Un sociologue des religions au CNRS, Jean-Paul Willaime, lors d'un colloque sur "Les femmes et la religion" en février 1995 à Paris a déclaré : "En accédant aux fonctions de pasteur dans les Églises protestantes, les femmes accélèrent l'évolution de la fonction vers la pastorale et l'accompagnent, au détriment d'un aspect plus autoritaire." On constate que les femmes partent d'avantage des rencontres et des expériences, favorisent les liens entre religion et vie quotidienne. Elles contribuent à désacraliser la fonction de pasteur.

 



                                                            

Le pasteur Caroline Engel dans le temple de St Brieuc (1997-2003)


21 septembre 1998. Ouest-France. Caroline Engel


Juin 2003. Ouest-France. Départ de Caroline Engel.

Juin 2003. Ouest-France. Le départ de Caroline Engel

Les autres femmes ayant exercé comme pasteur


Solange Weiss-Déaux a également été le pasteur de la communauté de St Brieuc-Perros après le départ de Caroline Engel.

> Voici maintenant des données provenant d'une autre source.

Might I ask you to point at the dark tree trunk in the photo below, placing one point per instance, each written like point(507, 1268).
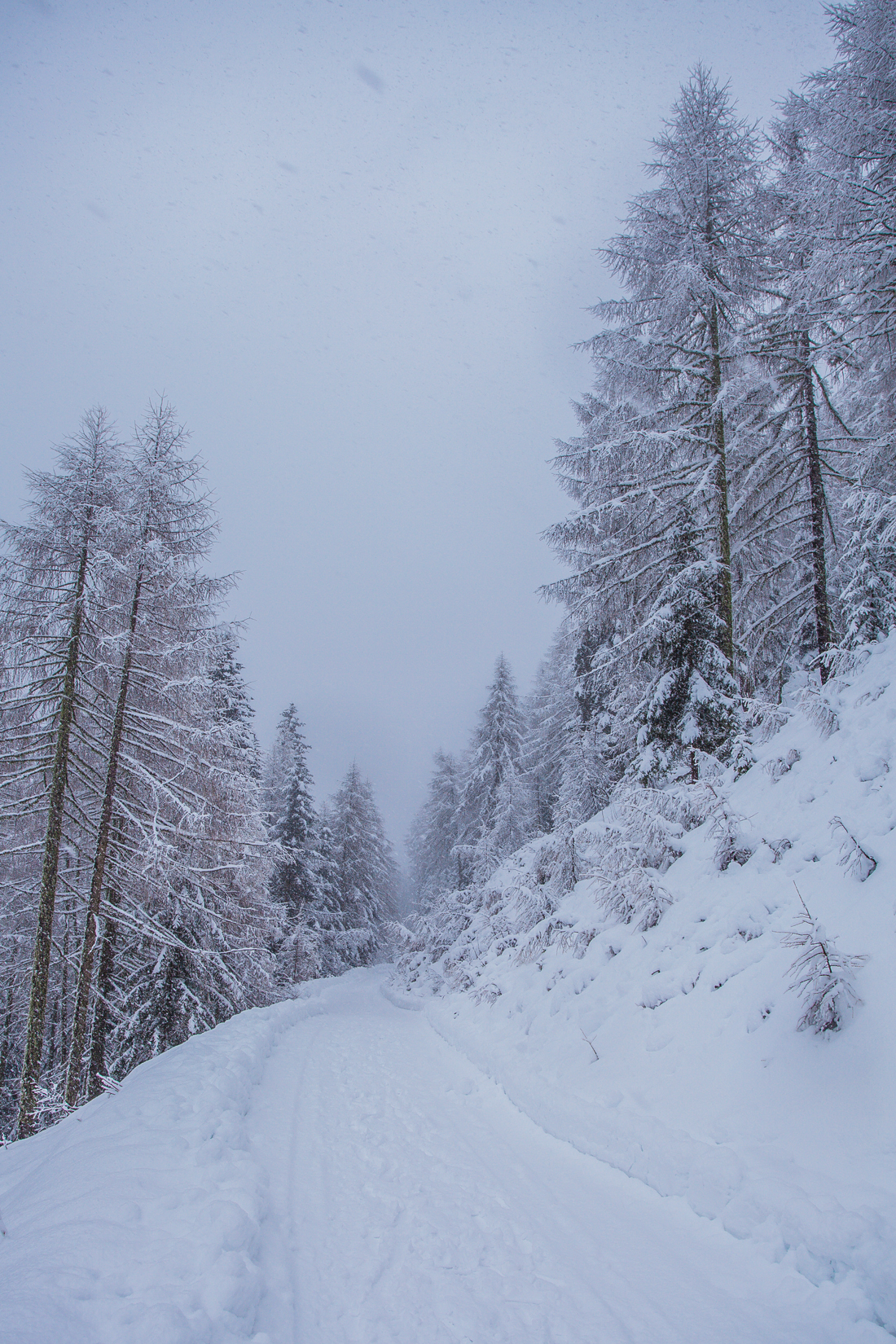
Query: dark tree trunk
point(7, 1034)
point(50, 868)
point(726, 604)
point(85, 969)
point(817, 515)
point(105, 982)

Solange Weiss-Déaux dans le temple de St Brieuc

Lien pour accéder à un article du journal "La Croix"
Lien pour accéder à une page du site du diocèse évoquant l'implication de Solange Weiss-Déaux dans le dialogue inter-religieux en 2009.


Par la suite, Juliette Tonge en 2013 est devenue pasteur de la communauté. Elle explique, dans un article qui lui est consacré dans la presse locale, que toutes les églises protestantes n'acceptent pas qu'une femme soit pasteur. C'était le cas dans l'église presbytérienne, au Cameroun,  où elle vivait avant de venir d'abord en Allemagne puis en France. Le titre de l'article insiste bien sur cette liberté donnée aux femmes dans l'église réformée "Ici, une femme protestante peut être pasteur".

1 commentaire:

  1. Nous avons reçu un message de Victoria Afanasyeva :
    "Je termine une thèse en histoire, sur les femmes engagées dans la lutte antialcoolique en France. La belle-famille d'Henri Whelpton était très proche de La Croix-Bleue, association abstinente protestante, et Jean Meyer en était le vice-président dans les années 1910.
    Henri Whelpton était aussi engagé dans cette oeuvre, tout comme sa femme. Je sais qu'il faisait partie de la Croix-Bleue en Lorraine et puis, lorsqu'il s'est installé à Montreuil dans les années 1930, il est devenu président d'une section locale antialcoolique (Magdeleine Meyer en était membre actif). Je pense que le ménage était aussi impliqué dans l'activité de la Croix-Bleue dans les Côtes d'Armor.
    Je suis en train de faire une sorte de dictionnaire des femmes les plus engagées, qui fera partie des annexes de ma thèse. Comme il y avait beaucoup de protestantes, je pense que je reviendrai encore sur votre blog qui est très très bien documenté!"